Market analysis on behalf of Samer Hasn Market Analyst and part of the Research Team at


April 18, 2024 ( Newswire) Crude oil continues to decline across both major benchmarks today, reaching their lowest levels for the month with a decline of about 0.9% for both Brent and WTI.

The continued decline in oil today comes with a sudden calm in the military escalation between Iran and Israel after reaching its peak over the weekend, in addition to more pessimism about the path of interest rates in the US.

It seems that international pressure, surprisingly, led by the United States, has curbed Israeli recklessness aimed at expanding the scope of the war, and this appears to have restored some reassurance to the markets about the safety of global energy supplies.
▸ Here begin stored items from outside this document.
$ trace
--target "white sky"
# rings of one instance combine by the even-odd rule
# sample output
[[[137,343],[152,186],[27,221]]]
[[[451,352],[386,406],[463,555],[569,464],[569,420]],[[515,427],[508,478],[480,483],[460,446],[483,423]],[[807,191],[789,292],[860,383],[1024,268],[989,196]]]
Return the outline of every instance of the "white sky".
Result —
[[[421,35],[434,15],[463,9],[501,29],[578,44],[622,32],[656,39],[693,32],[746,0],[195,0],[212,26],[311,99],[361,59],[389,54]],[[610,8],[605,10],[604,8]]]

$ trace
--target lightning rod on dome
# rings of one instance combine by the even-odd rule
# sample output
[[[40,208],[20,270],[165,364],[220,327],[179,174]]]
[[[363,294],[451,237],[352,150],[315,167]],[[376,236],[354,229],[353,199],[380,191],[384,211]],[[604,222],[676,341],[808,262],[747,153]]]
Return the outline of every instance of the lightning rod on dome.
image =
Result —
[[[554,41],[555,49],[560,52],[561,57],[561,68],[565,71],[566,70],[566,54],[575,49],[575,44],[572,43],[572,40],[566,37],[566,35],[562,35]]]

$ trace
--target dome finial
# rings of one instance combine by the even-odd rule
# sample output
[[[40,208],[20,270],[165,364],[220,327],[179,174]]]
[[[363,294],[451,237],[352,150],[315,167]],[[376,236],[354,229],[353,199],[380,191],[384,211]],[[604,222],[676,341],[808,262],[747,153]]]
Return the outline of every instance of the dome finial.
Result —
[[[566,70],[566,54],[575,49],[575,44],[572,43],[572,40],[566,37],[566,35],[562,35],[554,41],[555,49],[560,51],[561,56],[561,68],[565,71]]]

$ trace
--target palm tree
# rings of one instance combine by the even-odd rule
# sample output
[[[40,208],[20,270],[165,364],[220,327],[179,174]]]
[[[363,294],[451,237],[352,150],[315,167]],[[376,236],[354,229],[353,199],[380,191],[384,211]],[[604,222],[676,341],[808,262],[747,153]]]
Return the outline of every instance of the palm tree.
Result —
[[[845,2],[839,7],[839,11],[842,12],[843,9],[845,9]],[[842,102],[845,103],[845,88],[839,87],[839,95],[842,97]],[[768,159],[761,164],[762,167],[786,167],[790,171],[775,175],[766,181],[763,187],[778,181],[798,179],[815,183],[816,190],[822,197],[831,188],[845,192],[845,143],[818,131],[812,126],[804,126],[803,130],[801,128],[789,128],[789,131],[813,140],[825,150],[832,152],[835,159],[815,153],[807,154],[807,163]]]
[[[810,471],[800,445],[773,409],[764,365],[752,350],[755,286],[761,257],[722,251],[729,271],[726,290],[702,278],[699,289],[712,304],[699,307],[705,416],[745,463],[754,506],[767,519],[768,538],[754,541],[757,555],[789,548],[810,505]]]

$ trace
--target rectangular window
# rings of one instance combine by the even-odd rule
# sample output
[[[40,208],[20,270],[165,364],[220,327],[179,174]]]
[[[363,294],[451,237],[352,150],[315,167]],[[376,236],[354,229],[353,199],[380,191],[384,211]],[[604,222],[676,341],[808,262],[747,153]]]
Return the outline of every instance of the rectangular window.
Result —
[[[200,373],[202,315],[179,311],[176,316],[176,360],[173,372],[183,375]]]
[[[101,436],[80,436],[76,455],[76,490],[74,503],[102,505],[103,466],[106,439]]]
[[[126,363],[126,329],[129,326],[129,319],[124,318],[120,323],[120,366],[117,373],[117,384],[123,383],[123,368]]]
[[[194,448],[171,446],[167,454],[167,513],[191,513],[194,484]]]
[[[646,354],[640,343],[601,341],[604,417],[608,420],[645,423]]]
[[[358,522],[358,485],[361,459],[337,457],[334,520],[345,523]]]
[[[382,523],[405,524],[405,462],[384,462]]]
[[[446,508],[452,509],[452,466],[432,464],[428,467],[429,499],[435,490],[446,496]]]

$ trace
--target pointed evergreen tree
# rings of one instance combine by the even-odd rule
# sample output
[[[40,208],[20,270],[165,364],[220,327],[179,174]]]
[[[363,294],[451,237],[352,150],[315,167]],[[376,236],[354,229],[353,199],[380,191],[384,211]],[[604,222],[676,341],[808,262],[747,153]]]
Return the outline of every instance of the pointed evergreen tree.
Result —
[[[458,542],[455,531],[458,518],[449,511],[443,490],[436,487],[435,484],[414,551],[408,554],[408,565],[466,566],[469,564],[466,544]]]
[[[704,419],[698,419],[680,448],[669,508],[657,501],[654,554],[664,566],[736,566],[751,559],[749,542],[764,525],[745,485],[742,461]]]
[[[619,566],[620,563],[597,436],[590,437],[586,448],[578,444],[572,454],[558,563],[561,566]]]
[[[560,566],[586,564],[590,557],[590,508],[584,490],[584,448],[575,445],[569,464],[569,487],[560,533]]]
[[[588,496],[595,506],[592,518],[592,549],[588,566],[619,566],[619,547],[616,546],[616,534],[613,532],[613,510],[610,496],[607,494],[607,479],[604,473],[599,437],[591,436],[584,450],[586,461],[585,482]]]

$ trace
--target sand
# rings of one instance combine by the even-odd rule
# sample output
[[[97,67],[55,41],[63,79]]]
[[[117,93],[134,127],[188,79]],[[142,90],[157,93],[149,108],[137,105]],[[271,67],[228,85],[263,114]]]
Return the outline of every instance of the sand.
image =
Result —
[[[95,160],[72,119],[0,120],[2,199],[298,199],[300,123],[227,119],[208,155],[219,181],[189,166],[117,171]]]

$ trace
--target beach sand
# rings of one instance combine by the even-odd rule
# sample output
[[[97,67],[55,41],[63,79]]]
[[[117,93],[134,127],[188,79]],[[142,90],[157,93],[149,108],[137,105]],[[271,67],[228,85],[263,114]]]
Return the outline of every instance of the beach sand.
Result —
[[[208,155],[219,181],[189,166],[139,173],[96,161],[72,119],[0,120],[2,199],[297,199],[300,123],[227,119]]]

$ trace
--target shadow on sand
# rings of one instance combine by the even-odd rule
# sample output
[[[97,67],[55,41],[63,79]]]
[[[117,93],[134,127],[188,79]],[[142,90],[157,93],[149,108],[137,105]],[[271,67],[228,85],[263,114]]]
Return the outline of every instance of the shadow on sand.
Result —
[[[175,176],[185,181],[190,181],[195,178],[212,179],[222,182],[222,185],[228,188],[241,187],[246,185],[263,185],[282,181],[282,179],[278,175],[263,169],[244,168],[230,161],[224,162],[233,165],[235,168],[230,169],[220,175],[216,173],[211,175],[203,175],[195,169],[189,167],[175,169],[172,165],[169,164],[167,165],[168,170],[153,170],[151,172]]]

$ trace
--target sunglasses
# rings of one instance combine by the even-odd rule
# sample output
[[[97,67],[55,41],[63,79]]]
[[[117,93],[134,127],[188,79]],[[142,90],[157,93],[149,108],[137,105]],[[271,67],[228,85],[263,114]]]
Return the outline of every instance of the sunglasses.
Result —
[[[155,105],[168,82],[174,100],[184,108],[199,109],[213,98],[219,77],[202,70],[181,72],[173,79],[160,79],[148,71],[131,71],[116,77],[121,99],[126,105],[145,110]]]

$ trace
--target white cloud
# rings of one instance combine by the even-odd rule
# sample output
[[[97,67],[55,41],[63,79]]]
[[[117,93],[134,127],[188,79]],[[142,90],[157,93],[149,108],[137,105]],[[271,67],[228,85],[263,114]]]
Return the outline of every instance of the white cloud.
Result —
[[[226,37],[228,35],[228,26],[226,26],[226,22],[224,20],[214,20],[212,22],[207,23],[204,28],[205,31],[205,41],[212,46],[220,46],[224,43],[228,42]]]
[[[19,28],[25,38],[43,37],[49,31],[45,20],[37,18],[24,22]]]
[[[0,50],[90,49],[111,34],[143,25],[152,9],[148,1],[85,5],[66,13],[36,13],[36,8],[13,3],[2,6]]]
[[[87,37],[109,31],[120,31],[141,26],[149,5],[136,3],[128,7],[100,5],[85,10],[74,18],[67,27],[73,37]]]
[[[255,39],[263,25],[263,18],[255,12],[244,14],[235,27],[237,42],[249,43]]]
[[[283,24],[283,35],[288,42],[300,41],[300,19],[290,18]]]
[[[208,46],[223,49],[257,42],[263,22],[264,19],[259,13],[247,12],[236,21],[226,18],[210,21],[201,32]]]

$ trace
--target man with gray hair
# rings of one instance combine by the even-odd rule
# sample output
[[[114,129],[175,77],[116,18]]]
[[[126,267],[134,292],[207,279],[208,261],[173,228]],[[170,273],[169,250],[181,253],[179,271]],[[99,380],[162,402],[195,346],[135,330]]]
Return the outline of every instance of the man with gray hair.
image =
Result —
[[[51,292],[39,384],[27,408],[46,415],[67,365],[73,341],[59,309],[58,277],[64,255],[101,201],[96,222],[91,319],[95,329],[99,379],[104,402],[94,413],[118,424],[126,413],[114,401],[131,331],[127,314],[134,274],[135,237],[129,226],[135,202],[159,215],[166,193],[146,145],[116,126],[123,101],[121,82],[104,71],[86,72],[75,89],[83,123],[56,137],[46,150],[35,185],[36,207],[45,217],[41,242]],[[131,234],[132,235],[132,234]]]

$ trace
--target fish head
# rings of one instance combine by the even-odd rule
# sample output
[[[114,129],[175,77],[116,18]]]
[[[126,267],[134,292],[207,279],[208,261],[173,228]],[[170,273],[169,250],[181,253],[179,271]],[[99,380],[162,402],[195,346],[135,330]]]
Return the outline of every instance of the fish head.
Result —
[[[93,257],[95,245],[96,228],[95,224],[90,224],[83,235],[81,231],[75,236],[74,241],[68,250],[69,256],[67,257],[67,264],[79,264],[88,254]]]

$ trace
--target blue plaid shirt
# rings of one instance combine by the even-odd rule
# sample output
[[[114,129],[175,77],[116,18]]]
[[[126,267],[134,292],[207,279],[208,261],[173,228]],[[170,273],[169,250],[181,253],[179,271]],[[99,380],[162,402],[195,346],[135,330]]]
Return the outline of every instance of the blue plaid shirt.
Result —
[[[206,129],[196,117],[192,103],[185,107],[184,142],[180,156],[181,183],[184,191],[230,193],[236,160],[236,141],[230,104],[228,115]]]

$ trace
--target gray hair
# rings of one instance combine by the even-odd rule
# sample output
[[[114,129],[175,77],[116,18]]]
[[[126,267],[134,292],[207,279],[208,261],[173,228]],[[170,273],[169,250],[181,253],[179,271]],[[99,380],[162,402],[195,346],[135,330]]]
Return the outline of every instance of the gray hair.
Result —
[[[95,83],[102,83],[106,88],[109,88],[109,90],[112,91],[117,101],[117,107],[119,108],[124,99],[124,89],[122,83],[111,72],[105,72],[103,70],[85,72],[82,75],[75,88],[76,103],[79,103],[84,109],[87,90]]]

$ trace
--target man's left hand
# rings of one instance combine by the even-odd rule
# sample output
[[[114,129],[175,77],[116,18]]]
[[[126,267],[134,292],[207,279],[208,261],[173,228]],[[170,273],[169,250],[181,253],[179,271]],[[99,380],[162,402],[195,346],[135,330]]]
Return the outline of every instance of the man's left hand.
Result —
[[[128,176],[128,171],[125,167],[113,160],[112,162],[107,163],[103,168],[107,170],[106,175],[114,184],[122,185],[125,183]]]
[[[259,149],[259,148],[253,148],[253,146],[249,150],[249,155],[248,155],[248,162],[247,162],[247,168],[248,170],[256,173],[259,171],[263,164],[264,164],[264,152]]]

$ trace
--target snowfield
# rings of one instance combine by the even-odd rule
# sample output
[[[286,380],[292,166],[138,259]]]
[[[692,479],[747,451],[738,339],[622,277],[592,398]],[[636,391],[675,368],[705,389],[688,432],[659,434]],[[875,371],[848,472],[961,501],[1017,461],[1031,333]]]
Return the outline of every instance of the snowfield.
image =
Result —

Israel had constantly threatened to respond to Iran's widespread, yet calibrated, attack and this raised the concerns of the international community about the possibility of pushing the entire region into a war that could not be contained, which would only have come to keep the Prime Minister, Benjamin Netanyahu, at the head of the war cabinet.

While this state of calm may not remain for long if Netanyahu is exposed to more pressure, whether from the Gaza front, from the far-right coalition, or even from street pressure. This may push him to reignite the fuse of the regional war - as he did in targeting the Iranian consulate - to maintain his position in any way. I think this may remain a source of concern for the markets, with sudden movements that could change the scene within moments.

The economic scene does not favor oil market gains either, with sentiment deteriorating around the possibility of an interest rate cut in the second half. It seems that the new reality has found its way to the markets through the accumulation of inventories for the fourth week in a row and more than expected.

Last week, we witnessed a dwindling hope for the possibility of a 25-basis point interest rate cut next June by the Federal Reserve, while this possibility no longer amounts to only 18% now after exceeding 60% last month, according to the CME FedWatch Tool.

To make matters worse, the narrative of a return to raising interest rates this year is slowly resurfacing as inflation returns to acceleration and economic activity is very hot.

Until now, this proposition is still unlikely, but the FedWatch Tool's probabilistic models estimate the probability of an interest rate hike in June at about 1% today after it did not exist at all. While this possibility may be fueled by continued accelerating inflation growth, this could be very disappointing for the energy markets.